The draft report gives a comprehensive review about activities of state agencies to support SMEs

According to the Vietnam Confederation of Commerce and Industry (VCCI), the Ministry of Planning and Investment’s (MPI) draft report on implementing the Law on Supporting small and medium enterprises (SMEs) is built on the perspective of management agencies, not the beneficiaries.

The draft report gives a comprehensive review about activities of state agencies to support SMEs. However, some content needs to be more clearly quantified to better assess the effectiveness of these activities and the feasibility of regulations on SMEs.

For example, regarding credit access, the draft report named changes and improvements in providing credit at credit institutions, but did not give specific information such as the percentage of credit institutions which have been renovated; the time enterprises have to spend to access loans, and the number of loan applications approved.

Regarding beneficiaries, the draft just lists activities state agencies have carried out, not the results of supporting activities.

For example, in terms of supporting enterprises to get production premises, it is unclear how many SMEs can obtain production premises. This is among the biggest difficulties of enterprises.

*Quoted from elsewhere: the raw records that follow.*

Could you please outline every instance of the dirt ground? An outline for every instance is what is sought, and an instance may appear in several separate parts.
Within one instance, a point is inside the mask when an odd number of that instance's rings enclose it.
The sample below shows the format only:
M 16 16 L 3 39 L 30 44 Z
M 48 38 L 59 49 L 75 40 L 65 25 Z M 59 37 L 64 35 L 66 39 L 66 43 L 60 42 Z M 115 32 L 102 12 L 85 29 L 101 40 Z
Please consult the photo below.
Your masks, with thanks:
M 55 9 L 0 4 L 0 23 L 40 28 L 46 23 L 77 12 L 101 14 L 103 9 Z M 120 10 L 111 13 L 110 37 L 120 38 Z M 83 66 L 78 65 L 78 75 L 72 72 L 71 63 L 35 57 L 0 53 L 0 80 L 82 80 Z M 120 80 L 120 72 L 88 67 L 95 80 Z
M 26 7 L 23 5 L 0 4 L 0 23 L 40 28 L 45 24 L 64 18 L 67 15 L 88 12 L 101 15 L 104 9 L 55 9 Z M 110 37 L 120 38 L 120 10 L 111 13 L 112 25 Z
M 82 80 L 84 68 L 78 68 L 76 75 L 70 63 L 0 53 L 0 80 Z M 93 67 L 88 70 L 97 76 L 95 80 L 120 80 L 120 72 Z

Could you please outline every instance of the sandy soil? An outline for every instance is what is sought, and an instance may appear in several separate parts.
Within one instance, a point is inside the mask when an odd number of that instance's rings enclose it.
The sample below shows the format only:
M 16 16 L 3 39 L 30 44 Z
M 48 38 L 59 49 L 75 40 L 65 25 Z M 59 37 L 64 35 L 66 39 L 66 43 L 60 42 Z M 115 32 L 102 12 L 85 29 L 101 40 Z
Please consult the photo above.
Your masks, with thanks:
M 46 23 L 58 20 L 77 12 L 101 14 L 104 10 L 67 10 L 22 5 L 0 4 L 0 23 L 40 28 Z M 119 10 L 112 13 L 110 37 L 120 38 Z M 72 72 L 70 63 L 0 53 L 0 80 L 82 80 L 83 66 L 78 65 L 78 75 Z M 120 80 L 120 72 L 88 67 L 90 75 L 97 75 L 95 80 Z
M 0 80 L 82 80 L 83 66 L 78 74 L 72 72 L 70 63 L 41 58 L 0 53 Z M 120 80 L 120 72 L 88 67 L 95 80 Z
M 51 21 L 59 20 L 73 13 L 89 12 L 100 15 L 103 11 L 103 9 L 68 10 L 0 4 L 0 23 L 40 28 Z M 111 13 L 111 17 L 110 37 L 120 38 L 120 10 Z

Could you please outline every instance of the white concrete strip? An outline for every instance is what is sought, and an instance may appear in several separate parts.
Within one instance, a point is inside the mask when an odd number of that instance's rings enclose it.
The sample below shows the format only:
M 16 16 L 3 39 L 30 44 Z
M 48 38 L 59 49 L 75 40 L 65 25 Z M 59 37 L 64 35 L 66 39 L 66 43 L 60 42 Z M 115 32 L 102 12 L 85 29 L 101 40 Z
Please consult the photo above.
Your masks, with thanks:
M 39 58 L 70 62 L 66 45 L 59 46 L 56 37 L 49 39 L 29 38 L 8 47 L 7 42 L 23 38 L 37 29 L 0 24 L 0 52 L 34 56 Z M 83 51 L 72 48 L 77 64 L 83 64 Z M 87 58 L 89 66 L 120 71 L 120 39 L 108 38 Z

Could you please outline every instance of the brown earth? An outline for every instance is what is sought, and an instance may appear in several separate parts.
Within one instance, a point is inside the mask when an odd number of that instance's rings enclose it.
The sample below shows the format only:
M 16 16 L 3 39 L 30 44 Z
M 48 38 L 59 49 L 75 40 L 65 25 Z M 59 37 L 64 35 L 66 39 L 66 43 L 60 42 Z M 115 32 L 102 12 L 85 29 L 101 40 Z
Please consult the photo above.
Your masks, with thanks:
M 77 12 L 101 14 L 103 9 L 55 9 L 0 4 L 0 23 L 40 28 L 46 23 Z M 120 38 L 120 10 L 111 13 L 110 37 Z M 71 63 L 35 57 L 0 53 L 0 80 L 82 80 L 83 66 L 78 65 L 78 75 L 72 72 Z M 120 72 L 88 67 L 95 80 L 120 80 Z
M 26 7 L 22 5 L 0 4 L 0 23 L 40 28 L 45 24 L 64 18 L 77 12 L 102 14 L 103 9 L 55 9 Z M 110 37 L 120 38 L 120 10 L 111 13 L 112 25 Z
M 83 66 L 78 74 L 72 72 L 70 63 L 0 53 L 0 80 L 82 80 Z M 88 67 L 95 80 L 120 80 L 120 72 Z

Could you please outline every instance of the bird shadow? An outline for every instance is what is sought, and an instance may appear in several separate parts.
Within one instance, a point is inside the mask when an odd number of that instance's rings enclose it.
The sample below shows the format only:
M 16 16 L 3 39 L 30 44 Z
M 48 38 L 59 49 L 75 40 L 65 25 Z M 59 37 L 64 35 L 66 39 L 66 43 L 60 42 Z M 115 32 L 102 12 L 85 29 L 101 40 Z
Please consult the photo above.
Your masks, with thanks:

Helping SMEs renovate technology is another example. It is unclear how many enterprises support Igor innovation and technological base.

According to VCCI, the perspective from SMEs, which should be put at the center, cannot be sufficiently reflected in this report. 

VCCI has asked for more information from beneficiaries, for example, about the results of some activities.

VCCI’s provincial competitiveness index 2021 released in April 2022, which was made based on the feedback of 10,000 businesses from 63 provinces, showed that less than 8 percent of enterprises could receive support from the programs.

The program that has the highest proportion of beneficiaries is credit guarantee, but only 7.34 percent of businesses could access it.

The program with the lowest proportion of beneficiaries is one that helps firms enjoy lower rent on land in industrial zones (IZs), with 4.75 percent.